Turning 40 didn’t really bother me. I think it’s because I have the maturity level of a 9-year-old who spends a great deal of time in the principal’s office. I still laugh at fart jokes, and when someone trips and falls, I collapse in a heap of laughter. Like I said, I’m juvenile.
But about a month ago, for the first time, I really felt the full weight of my 41 years, and let me tell you, that bitch is heavy. It arrived in the most innocuous of forms: an envelope. Despite having a myriad of ridiculous phobias, I haven’t been afraid of an envelope since I was 17 and waiting for college acceptance letters.
While sorting through the mail, I happened upon this harbinger of dread and opened it up, never suspecting what lay inside. I don’t remember the exact verbiage of the letter, but allow me to approximate:
Hey, bitch! You’re old. Old ladies get mammograms. You pickin’ up what I’m layin’ down?

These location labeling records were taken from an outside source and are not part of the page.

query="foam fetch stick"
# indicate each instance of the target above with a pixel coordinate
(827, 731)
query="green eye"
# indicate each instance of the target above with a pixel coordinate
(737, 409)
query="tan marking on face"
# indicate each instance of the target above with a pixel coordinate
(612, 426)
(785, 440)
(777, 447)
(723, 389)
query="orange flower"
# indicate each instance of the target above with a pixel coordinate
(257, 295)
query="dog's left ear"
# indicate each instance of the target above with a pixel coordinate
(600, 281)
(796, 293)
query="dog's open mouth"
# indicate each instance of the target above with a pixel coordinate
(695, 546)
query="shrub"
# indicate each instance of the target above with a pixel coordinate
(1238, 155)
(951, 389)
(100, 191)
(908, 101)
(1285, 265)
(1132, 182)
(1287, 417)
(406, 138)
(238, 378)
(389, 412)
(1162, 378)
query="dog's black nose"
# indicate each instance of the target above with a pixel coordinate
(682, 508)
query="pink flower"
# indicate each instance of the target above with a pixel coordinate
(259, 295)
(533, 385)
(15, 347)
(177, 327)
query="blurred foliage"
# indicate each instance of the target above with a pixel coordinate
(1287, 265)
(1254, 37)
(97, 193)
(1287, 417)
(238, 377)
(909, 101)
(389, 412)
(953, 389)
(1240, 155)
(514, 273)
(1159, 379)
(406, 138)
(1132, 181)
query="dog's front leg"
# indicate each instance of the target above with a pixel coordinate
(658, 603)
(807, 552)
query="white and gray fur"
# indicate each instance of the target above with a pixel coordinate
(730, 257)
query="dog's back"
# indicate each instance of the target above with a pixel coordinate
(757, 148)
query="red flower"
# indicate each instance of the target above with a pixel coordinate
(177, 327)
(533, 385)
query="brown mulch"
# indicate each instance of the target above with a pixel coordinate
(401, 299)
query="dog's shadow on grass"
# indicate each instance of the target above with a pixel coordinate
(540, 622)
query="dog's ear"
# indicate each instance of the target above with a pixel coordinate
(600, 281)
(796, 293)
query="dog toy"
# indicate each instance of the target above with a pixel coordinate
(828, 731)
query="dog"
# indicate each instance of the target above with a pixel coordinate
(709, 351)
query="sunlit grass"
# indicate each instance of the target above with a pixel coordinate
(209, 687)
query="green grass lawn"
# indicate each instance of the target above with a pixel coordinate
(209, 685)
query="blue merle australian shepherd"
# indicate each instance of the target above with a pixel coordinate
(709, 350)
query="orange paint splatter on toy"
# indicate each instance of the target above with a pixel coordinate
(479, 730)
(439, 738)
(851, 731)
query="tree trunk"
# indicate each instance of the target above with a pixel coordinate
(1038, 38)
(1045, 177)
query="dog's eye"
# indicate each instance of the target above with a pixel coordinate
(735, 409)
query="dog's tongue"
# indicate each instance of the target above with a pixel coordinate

Actually, the letter was ridiculously polite, like an awkward teen talking to a pretty girl:
When women reach a certain age, it becomes increasingly important for them to monitor their health. Since you are entering this more mature phase in your life, it would be a good idea to schedule your first mammogram.
My first thought was, wait, women aren’t supposed to get their first mammogram until 45! Surely they have mistaken me for someone else? Some old hag with saggy boobs. So I looked it up on Google and learned that obese women need to get mammograms earlier than their fit, athletic counterparts. Thanks, Kaiser. Now I’m old and fat!

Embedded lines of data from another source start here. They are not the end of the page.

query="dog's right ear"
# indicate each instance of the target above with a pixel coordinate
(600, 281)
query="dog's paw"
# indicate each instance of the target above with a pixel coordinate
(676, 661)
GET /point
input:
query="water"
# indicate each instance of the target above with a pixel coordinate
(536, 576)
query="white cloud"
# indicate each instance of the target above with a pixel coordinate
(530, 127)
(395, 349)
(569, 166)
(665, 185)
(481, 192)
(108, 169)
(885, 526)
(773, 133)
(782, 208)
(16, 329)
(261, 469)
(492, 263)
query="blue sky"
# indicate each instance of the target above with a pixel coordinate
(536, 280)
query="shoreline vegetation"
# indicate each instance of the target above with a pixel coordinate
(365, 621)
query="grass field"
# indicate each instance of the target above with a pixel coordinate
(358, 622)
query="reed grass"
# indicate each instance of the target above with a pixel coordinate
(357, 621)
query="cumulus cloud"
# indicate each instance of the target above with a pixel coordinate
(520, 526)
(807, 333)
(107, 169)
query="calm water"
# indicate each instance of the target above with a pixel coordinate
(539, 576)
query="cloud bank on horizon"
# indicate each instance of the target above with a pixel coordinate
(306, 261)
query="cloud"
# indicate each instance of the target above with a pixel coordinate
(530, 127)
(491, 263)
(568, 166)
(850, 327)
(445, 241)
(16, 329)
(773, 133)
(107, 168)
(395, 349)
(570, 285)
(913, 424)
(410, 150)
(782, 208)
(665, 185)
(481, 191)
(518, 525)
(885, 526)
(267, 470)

Those of you who have already joined the mammogram club might think that I’m being overly dramatic, but you’re missing one key piece of information. When I was a teenager, I had a very traumatizing experience when I somehow wound up accompanying my mom on her mammogram appointment.

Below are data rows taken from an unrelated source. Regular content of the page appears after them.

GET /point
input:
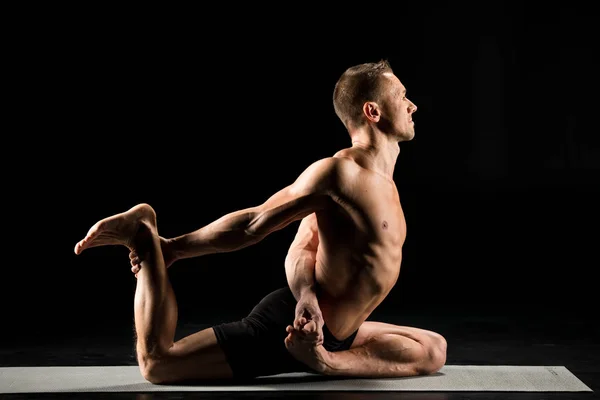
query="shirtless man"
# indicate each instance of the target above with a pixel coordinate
(343, 262)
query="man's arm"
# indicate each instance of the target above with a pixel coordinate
(302, 258)
(300, 266)
(236, 230)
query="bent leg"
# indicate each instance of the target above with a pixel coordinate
(194, 357)
(385, 350)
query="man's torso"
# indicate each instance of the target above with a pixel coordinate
(361, 235)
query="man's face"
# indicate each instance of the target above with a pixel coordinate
(397, 110)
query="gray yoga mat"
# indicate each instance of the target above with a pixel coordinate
(502, 378)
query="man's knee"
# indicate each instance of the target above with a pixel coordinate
(152, 367)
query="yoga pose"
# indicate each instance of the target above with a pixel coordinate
(342, 263)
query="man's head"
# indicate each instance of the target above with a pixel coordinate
(370, 93)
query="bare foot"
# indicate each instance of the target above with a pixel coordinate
(118, 229)
(306, 351)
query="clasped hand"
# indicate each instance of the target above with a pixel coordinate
(308, 321)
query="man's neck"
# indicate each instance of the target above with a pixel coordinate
(381, 151)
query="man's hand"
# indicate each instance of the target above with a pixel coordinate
(168, 255)
(308, 323)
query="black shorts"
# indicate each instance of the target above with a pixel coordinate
(255, 345)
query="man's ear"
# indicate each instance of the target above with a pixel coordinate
(371, 111)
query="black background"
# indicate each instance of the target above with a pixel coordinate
(207, 110)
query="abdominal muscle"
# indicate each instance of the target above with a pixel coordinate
(347, 296)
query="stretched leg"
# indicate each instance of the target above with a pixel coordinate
(161, 360)
(379, 350)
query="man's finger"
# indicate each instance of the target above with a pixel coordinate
(299, 323)
(310, 327)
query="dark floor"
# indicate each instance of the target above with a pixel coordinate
(529, 337)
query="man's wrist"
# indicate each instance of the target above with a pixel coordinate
(308, 291)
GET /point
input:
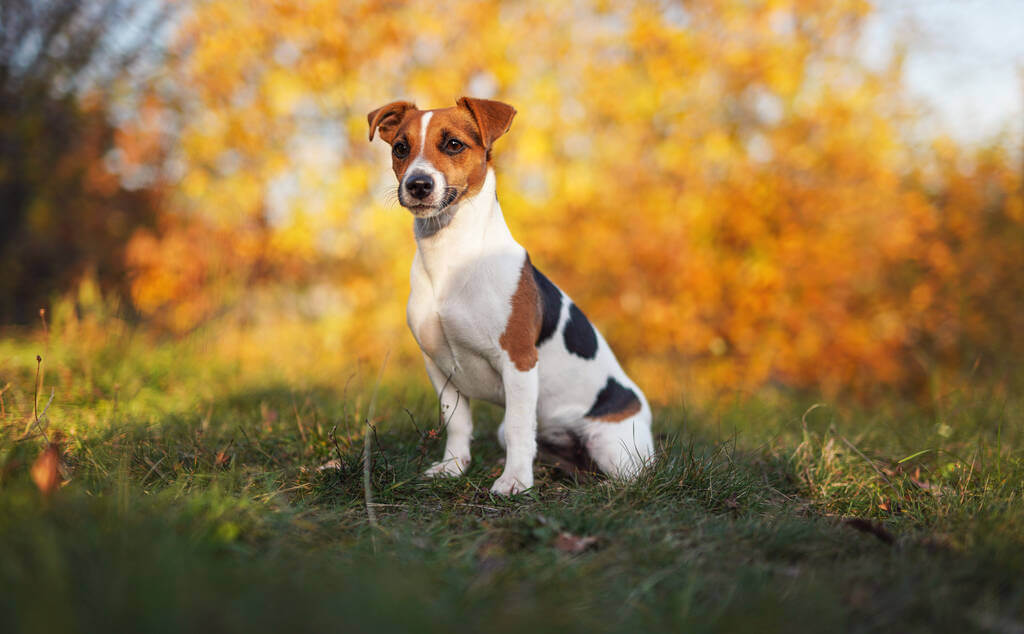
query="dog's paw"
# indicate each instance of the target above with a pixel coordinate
(509, 484)
(453, 467)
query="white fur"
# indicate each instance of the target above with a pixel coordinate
(463, 279)
(420, 165)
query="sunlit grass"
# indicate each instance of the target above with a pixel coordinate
(194, 501)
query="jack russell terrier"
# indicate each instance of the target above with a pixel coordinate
(492, 326)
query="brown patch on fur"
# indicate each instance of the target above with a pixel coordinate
(388, 118)
(476, 123)
(616, 417)
(519, 338)
(466, 170)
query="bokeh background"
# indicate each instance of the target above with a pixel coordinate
(810, 195)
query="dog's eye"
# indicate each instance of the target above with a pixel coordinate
(454, 145)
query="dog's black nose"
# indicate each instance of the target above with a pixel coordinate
(420, 185)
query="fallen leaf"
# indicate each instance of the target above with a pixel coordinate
(872, 527)
(573, 544)
(45, 471)
(221, 459)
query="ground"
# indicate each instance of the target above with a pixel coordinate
(190, 500)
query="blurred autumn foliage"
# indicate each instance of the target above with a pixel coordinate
(62, 212)
(727, 189)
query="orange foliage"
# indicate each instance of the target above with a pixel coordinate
(722, 185)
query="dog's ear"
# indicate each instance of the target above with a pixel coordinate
(493, 118)
(387, 118)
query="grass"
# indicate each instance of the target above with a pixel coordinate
(194, 503)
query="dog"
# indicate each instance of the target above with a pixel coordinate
(491, 326)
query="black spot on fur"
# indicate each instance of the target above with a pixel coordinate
(551, 304)
(579, 334)
(612, 398)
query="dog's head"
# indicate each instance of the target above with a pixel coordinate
(439, 156)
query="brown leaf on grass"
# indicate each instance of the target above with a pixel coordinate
(46, 469)
(573, 544)
(872, 527)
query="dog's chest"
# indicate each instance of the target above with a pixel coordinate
(457, 323)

If you’re wondering why in the holy hell a teenager was in the room while her mom was getting a mammogram, join the damn club. I have no clue why she brought me in there other than to perform some twisted Pavlovian dog experiment where I cry every time a woman’s tit is squeezed. I distinctly remember my mom howling in pain like an injured alley cat when the tech lowered the glass on her boob.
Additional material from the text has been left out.